Como já dito, que a sua reflexão e análise sejam de conteúdo, ou seja, se a Constituição Federal permite ou não permite a morte de um bebê que não causa risco de morte para a gestante e que não seja natimorto.

8 Comments

  1. Rogério Magalhães disse:

    Nobre Loiola : abraço integralmente sua tese de que o direito à vida, previsto na Carta magna, não pode ser derrogado nem mesmo diante concepção do crime hediondo de estupro, pois o nascituro tem direito legal à vida, mormente no caso sob comento, já que o nascituro não tem como se defender do crime cruel perpetrado contra sua personalidade em formação. Tenho uma só dúvida que poderia comprometer seu entendimento, qual seja, se o fato de se tratar de uma mãe, menina de 10 anos, não traria risco de vida à mãe ao conceber a criança, aos dez anos e nove meses.

    • Loiola disse:

      Boa tarde, nobre Rogério.

      Agradeço a atenção dada ao meu texto e fico feliz em poder compartilhar de diálogo com o colega.

      Em relação a criança de 10 anos, que foi estuprada, violentada e abusada dos 6 as 10 anos de idade, não tenho dados confiáveis se a gravidez seria de risco ou não, mas ouvi na BandNews que ele tinha uma estrutura corporal de uma adolescente, que não se encontrava com gravidez de risco.
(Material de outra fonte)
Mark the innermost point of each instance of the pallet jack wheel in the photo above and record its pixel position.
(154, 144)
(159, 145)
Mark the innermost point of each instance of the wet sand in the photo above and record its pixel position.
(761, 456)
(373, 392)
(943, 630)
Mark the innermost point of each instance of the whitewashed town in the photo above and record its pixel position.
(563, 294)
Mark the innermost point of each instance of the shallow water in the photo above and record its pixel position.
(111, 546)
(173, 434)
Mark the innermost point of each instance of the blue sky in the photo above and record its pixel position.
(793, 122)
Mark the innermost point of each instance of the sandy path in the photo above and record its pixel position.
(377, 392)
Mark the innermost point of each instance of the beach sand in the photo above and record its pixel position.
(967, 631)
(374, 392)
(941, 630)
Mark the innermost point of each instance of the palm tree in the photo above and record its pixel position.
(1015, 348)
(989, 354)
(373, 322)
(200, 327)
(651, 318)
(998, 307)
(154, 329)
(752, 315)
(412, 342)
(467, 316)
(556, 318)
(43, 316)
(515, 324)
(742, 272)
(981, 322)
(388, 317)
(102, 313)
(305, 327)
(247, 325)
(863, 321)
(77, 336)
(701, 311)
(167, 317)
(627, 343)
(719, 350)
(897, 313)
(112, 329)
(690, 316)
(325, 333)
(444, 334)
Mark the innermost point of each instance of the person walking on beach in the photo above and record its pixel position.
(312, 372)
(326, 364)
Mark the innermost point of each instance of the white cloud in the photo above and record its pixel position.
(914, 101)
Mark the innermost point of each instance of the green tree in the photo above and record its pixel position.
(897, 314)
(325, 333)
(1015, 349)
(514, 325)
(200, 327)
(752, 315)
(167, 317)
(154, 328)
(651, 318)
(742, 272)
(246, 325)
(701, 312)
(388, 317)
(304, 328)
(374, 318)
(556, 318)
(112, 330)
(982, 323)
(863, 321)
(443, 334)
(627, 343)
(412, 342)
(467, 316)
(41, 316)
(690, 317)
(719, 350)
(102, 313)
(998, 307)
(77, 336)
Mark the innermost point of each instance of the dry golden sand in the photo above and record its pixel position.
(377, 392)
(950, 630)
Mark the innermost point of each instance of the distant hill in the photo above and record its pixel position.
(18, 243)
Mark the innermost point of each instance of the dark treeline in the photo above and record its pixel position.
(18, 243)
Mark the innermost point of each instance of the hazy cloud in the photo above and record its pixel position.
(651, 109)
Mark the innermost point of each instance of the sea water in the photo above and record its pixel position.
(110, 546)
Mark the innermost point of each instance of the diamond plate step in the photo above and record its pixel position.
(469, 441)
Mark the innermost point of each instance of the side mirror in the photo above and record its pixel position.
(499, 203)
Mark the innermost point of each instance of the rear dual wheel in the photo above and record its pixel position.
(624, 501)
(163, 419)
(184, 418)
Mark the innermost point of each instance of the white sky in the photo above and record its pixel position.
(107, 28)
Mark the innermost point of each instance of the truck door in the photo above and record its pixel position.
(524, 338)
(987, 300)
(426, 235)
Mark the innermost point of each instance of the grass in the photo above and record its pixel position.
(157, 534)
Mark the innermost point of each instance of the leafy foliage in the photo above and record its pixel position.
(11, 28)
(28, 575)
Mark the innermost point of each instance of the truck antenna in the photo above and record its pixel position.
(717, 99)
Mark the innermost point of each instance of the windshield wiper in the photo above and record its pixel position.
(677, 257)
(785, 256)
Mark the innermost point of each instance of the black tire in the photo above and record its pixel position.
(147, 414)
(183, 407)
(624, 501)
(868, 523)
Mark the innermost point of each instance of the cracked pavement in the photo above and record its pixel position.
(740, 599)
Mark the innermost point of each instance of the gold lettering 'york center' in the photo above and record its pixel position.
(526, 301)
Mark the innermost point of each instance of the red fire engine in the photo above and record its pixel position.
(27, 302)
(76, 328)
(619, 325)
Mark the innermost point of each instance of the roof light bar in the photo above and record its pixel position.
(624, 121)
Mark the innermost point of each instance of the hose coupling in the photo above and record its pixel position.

Ao contrário, a criança estava com toda sua estrutura formada, pelo menos a parte dos membros, com 6 meses.

    • Luiz Carlos Martins de Oliveira disse:

      Os seguintes dados do DataSUS podem esclarecer a verdade sobre o risco de morte materna para as crianças com idades entre 10 e 14 anos, caso ela conte com atendimento pre natal e hospitalar.

      Segundo o DataSUS, em 2018, o número de mortes maternas, por faixa etária, por morte obstétrica direta, durante gravidez, parto ou aborto, ocorrida em atendimento hospitalar são as seguintes:

      Entre 10 e 14 anos = 1 morte*
      *[Ocorrida no Mato Grosso do Sul.
      Não houve mortes, entre 10 e 14 anos,
      em todas as demais unidades da federação]

      Entre 20 a 29 anos = 98 mortes

      Em todas as idades = 275 mortes
      Fonte: A partir do endereço seguinte, pré-selecionando as categorias pertinentes:
      http://tabnet.datasus.gov.br/cgi/tabcgi.exe?
      sim/cnv/mat10uf.def

  2. Rogério Magalhães disse:

    Correção do final do meu comentário: “… ao dar à luz …”.

  3. Dri disse:

    Pbs pelo texto e pela coragem de sempre!

  4. Márcia Bianchi disse:

    Somente um homem mesmo daria essa opinião. Dr, será que o sr faz a mínima ideia do que significa para uma mulher dar á luz o fruto de seu estuprador? Ter que viver com um ser que – salvo se ela for um robo – a lembrará todos os dias do horror que sofreu?? Sua idéia é absurda e desumana. Aborto sim, direito da mulher sobre o próprio corpo. Não deveria existir nenhum dispositivo elgal que limitasse a decisão e td aborto até o fim do terceiro mes deveria ser livre escolha da gestante, como em países civilizados que não vivem sob o tacão da falsa moralidade cristã. Eis minha opinião sobre a bobagem que o Sr advoga; Em tempo: sou Márcia Bianchi, advogada desde 1985, e trabalho há 30 anos com mulheres vítimas de violência. O Sr deveria conhecer algumas delas.

  5. Paulo Alexandre disse:

    Loiola sendo loiola…
    coerente com seus pensamentos e atitudes, alem de corajoso para
    debater temas controvertidos.no nossos sistema de justiça criminal. Parabéns amigo Loiola.